Here is a list of terms, expressions and abbreviations used in this documentation. Many of terms here are specific for document management problem domain.
DMS = Document Management System
Digital archive is a fancy name for a document whose content won’t change anymore. Think of PDF documents - you can’t modifgy content of PDF file unless you have specialized software. PDF documents are a good example of digital archives. Any scanned document is automatically a digital archive as well.
Throughout Papermerge documentation terms document, scanned document, pdf document, digital archive are used interchangeble and mean the same thing.
Abbreviation from optical character recognition. OCR is the process of extracting plain text (and associated information) from file, document or image.
Example: John takes a photo with his mobile phone of a paper based bank statement. Let’s say IBAN number appears on that document. From resulted photo - filename bank-statement.jpeg - John won’t be able to copy IBAN number and paste it over whatsapp to his wife.
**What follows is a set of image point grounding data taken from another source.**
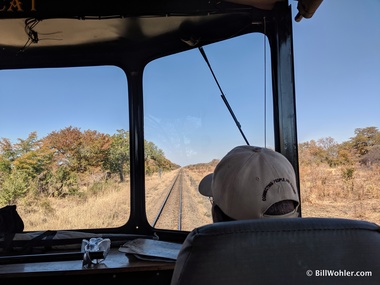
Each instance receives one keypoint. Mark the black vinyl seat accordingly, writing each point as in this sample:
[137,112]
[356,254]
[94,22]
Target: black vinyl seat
[281,251]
On the other hand, if the same bank statement photo is processed using optical character recognition technology (OCR) - the text is extracted from the photo (for example as bank-statement.txt file) and John can open bank-statement.txt file, select IBAN number and copy/paste it in whatsapp chat to his wife.
OCR technology has widespread usage across many areas. It enables computers to understand pictures. If computers understand what text is inside images, then users can search for specific terms across photos.
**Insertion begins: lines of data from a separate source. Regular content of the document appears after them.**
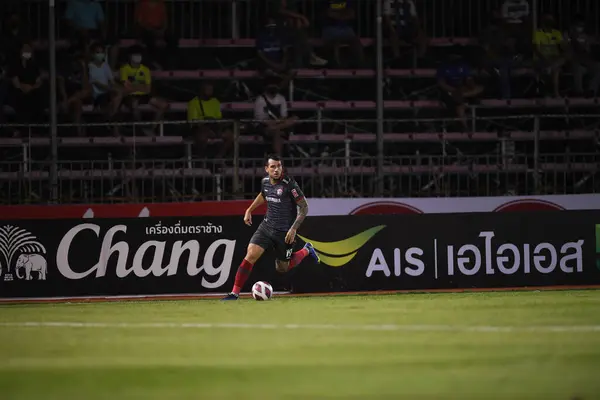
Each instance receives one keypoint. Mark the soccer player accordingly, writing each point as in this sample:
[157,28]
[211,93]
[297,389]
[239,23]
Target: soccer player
[286,209]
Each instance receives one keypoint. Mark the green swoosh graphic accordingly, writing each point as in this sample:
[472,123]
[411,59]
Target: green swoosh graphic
[345,246]
[336,261]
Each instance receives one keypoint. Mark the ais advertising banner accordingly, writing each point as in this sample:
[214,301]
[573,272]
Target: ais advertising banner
[138,256]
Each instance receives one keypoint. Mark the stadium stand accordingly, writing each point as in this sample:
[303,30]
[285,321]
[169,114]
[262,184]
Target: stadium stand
[528,144]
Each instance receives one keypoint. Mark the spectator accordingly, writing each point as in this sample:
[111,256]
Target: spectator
[13,37]
[516,15]
[457,86]
[73,87]
[402,22]
[515,12]
[137,81]
[579,47]
[107,95]
[201,111]
[338,31]
[499,52]
[28,97]
[87,23]
[297,26]
[270,110]
[152,24]
[549,55]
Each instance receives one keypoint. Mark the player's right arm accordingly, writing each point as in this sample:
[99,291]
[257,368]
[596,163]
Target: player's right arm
[258,201]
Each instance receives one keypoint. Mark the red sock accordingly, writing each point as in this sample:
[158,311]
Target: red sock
[297,257]
[241,276]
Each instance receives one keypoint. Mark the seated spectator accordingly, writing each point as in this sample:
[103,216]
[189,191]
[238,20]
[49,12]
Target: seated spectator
[499,52]
[402,22]
[107,95]
[516,15]
[580,55]
[73,86]
[296,26]
[137,81]
[548,47]
[273,57]
[13,37]
[87,23]
[338,31]
[152,25]
[201,111]
[271,114]
[28,97]
[457,86]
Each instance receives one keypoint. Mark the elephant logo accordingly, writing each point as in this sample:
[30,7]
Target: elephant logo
[16,241]
[31,263]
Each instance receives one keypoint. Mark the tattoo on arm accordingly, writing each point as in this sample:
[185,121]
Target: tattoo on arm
[302,213]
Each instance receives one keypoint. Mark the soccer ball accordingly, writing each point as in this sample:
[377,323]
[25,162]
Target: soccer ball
[262,291]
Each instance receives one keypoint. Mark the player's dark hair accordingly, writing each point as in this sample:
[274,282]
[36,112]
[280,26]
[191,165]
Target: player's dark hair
[273,157]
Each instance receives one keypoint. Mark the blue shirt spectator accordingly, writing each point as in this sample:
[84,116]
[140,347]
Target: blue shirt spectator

Scanned document is a just photo of the document - usually of higher quality than photos taken with mobile phones for example. Described with informal terms scanners are specialized devices for taking photos of the documents.
A page that during the scan ended up in wrong document is called strayed page.
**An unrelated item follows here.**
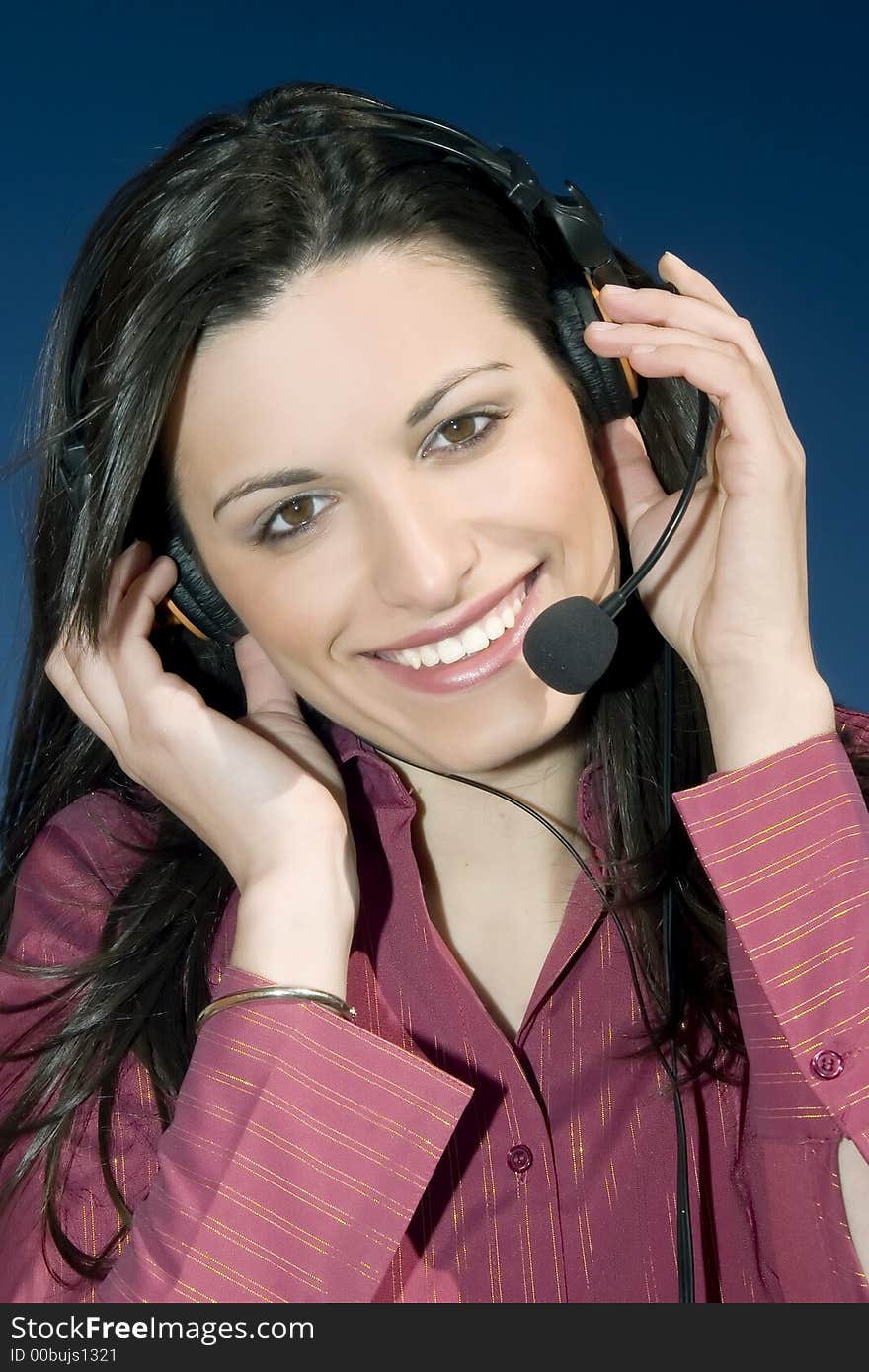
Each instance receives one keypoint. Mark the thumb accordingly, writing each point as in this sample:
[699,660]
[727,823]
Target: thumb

For example, let’s say you scanned two contracts A and B and each contract is four pages long. Scanned document-A.pdf ended up having five pages and scanned document-B.pdf - three pages:
document-A.pdf: A1, A2, B2, A3, A4
document-B.pdf: B1, B3, B4
Page B2 (page from contract B) obviously does not belong to document A. Page B2 belongs to document B. In such case we say that page B2 is strayed page.
Documents which are in user’s
Inbox folder are called Incoming Documents.
Metacolumns are the columns displayed for metadata defined on current folder.